The only human intervention needed, said Ayers, “is for the customer to tell us what they want to predict.” The client defines the target variable, but the machine does all the work.
Data Point Number Two: 30 Percent Approval Increase
This is the percentage of auto acceptance rate increases over bureau-based solutions. Explained Ayers, any Socure customer opening a financial services account has PATRIOT Act requirements. That means delivering and verifying certain types of financial data in order to serve different types of consumers. Historically, FIs would wade through the process of verifying names, addresses, dates of birth and Social Security numbers.
But in the digital age, “we’ve seen a huge gap in their ability to verify thin file individuals and their ability to verify millennials,” Ayers told Webster.
By taking into account everything from phone data to utility data – the aforementioned minutiae of everyday financial life – Socure is able to verify 30 percent more “good” consumers and create a “CIP scorecard” that has been approved by banks.
So why might folks balk at such a robust process? Ayers said there may be hesitation based on using machines in general, and added that it is simpler, perhaps easier, to understand a rules-based model versus one that ties together 80 or 90 variables.
Education remains a key Socure endeavor, said Ayers, in getting clients to understand “how the machine is reasoning over a much larger set of data to come to a known empirical outcome. I think there is a changing of the guard that is taking place right now in financial services.” He cited the emergence of chief innovation officers and chief data scientists among that vanguard.
Stopping 60 percent of the fraud by pushing it to the top 3 percent of a model, said Ayers, means that a financial firm can offer “a really good customer experience and automated customer experience to the other 97 percent of consumers who are opening accounts.
“It’s not about just capturing for fraud or just verifying good consumers – it’s about solving for both,” he told Webster.

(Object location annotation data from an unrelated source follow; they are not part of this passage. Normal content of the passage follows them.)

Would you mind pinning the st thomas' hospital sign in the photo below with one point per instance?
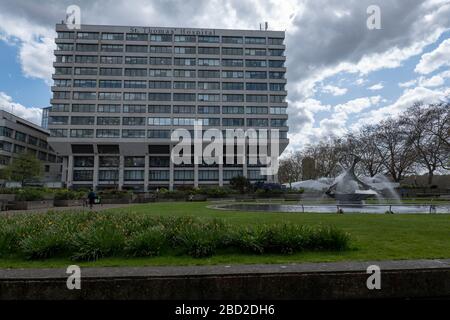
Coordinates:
(180, 31)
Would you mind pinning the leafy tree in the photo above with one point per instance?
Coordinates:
(23, 168)
(240, 184)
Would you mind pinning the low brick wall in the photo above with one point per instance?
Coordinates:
(399, 279)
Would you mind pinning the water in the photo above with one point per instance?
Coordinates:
(324, 208)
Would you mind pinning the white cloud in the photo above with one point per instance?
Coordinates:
(335, 91)
(376, 87)
(31, 114)
(435, 59)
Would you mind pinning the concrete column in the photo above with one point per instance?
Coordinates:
(220, 175)
(146, 171)
(171, 171)
(121, 166)
(195, 175)
(69, 171)
(64, 171)
(95, 174)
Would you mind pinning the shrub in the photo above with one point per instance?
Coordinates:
(148, 242)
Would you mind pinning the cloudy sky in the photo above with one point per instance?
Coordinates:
(340, 73)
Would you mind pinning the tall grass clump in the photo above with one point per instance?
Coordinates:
(90, 236)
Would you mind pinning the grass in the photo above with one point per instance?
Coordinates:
(373, 237)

The FI that has only a 60 to 65 percent auto approval rate has a tough operational burden to handle, said Ayers, especially when it comes to scaling digitally.
Data Point Number Three: 70 Percent KBA Reduction
This is the reduction in knowledge-based authentication (KBA) processes that comes through using predictive analytics, with models such as those from Socure. Ayers said that the FI need not ask which street you grew up on, for example, in order to let customers proceed across activities or transactions. Many Socure customers have come to Ayers’ firm seeking to get rid of KBA, due to the expense and, of course, the friction that turns customers away.
As to where we’re going from here: Ayers said that the movement to machine-based learning is widespread and will gather steam, making inroads into everything from credit cards to banking to … payments, of course.
Socure will, for its part, look at “new views of the consumer, new views of data points that will allow us to obtain a more comprehensive view of who the consumer is.” The company will continue to invest in a platform that does everything from digital to physical to offline identity verification through a single API. And, he said, ultimately the sea change will be driven by the FIs themselves, who will in turn educate the regulators – not vice versa. So the idea of a federated identity may still be a ways off.
“I think there’s been a lot of problems that have to be solved on the business side,” said Ayers, “before there’s this transformational shift to a tokenized version of identity.”